There are a number of uncertainties about this case. The title of the article says "recurrent massive pulmonary embolism," but no documentation of recurrence was obtained, and it is not clear whether the patient was ever hypotensive, a criterion for most definitions of massive pulmonary thromboembolism.1 In these days of direct visualization of thromboemboli via CT angiography, the clots are often described as "massive" based on their number and size. However, there is a difference between anatomic extent and hemodynamic effects. To my knowledge the only clinical trials of thrombolysis or other intervention in massive pulmonary embolism have used either initial or refractory hypotension to define this condition. This patient also probably had chronic pulmonary hypertension, as shown by the very high initial pulmonary arterial systolic pressure (100 mm Hg) and the markedly elevated mean pulmonary arterial pressures obtained on follow-up echocardiograms up to 9 months after the episode of thromboembolism.
These quibbles about the case notwithstanding, it seems inevitable that sildenafil will be tried in the ICU (although its use in this context is not currently approved). Its use has already been reported in right-sided heart failure due to exacerbation of chronic pulmonary arterial hypertension,2 and there are reports of the administration of sildenafil in tandem with inhaled nitric oxide.3,4 However, a case report does not a clinical trial make, and intensivists would be wise to await the results of further investigations before trying this potentially promising, easy-to-administer therapy in their own practices.
References
- Kucher N, et al. Massive pulmonary embolism. Circulation. 2006;113:577-582.

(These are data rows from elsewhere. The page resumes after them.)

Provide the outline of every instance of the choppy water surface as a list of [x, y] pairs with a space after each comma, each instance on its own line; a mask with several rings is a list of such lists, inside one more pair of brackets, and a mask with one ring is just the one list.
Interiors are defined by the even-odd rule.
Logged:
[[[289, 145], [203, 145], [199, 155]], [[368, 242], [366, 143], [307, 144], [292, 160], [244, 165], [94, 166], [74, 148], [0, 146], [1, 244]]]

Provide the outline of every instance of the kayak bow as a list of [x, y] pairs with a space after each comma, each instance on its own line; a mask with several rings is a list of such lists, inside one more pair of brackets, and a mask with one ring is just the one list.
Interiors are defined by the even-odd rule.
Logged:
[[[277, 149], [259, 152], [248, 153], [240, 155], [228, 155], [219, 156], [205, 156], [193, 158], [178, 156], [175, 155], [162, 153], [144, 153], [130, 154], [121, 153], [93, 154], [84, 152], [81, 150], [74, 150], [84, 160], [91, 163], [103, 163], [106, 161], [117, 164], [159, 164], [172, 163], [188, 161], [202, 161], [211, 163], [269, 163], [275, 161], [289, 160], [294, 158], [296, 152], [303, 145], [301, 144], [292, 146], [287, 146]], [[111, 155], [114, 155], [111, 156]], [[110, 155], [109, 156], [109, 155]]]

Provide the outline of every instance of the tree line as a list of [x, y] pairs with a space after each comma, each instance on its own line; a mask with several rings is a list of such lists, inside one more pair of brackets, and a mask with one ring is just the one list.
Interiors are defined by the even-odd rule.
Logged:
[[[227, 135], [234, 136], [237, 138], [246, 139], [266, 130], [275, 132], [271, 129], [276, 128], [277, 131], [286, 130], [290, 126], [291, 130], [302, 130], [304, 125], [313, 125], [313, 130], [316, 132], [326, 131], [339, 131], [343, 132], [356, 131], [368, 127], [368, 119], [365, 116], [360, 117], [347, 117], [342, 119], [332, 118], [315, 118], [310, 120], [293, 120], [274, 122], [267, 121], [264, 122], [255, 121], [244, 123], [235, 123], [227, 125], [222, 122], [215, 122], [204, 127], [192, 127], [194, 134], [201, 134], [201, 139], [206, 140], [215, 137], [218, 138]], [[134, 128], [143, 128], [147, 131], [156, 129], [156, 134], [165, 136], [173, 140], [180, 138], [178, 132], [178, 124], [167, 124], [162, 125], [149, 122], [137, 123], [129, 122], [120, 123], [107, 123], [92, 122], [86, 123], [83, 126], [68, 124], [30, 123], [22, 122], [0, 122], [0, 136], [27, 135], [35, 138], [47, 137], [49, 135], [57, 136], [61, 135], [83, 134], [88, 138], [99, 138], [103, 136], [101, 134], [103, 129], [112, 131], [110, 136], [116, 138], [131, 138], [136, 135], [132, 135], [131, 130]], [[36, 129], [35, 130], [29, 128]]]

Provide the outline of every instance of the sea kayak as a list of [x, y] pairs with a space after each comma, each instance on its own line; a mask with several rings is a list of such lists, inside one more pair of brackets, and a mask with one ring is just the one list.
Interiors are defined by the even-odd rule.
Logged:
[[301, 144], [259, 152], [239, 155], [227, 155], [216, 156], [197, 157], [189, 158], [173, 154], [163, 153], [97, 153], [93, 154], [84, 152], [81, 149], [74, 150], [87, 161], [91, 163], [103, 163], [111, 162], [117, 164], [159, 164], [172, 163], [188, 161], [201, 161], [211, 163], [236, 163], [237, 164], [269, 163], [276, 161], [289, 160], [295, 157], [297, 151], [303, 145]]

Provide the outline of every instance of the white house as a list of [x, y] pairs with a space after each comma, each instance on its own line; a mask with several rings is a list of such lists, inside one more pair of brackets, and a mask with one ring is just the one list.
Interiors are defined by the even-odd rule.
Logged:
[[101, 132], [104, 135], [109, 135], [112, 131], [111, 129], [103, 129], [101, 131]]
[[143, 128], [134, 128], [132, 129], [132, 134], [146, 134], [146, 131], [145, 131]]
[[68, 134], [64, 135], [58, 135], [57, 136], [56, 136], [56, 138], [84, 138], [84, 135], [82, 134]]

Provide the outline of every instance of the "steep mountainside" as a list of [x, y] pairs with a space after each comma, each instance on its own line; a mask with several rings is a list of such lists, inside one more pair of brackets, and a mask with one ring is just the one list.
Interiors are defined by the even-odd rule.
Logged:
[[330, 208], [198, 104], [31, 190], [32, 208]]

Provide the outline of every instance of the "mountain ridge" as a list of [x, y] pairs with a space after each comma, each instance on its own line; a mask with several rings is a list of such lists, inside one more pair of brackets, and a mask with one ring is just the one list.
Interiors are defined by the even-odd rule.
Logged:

- Ng J, et al. Treatment of pulmonary hypertension in the general adult intensive care unit: a role for oral sildenafil? Br J Anaesth. 2005;94:774-777.
- Lewis GD, et al. Pulmonary thromboembolism superimposed on a congenital ventricular septal defect in a 50-year-old man: inhaled nitric oxide and sildenafil to the rescue. Cardiol Rev. 2004;12:188-190.
- Bigatello LM, et al. Sildenafil can increase the response to inhaled nitric oxide. Anesthesiology. 2000;92:1827-1829.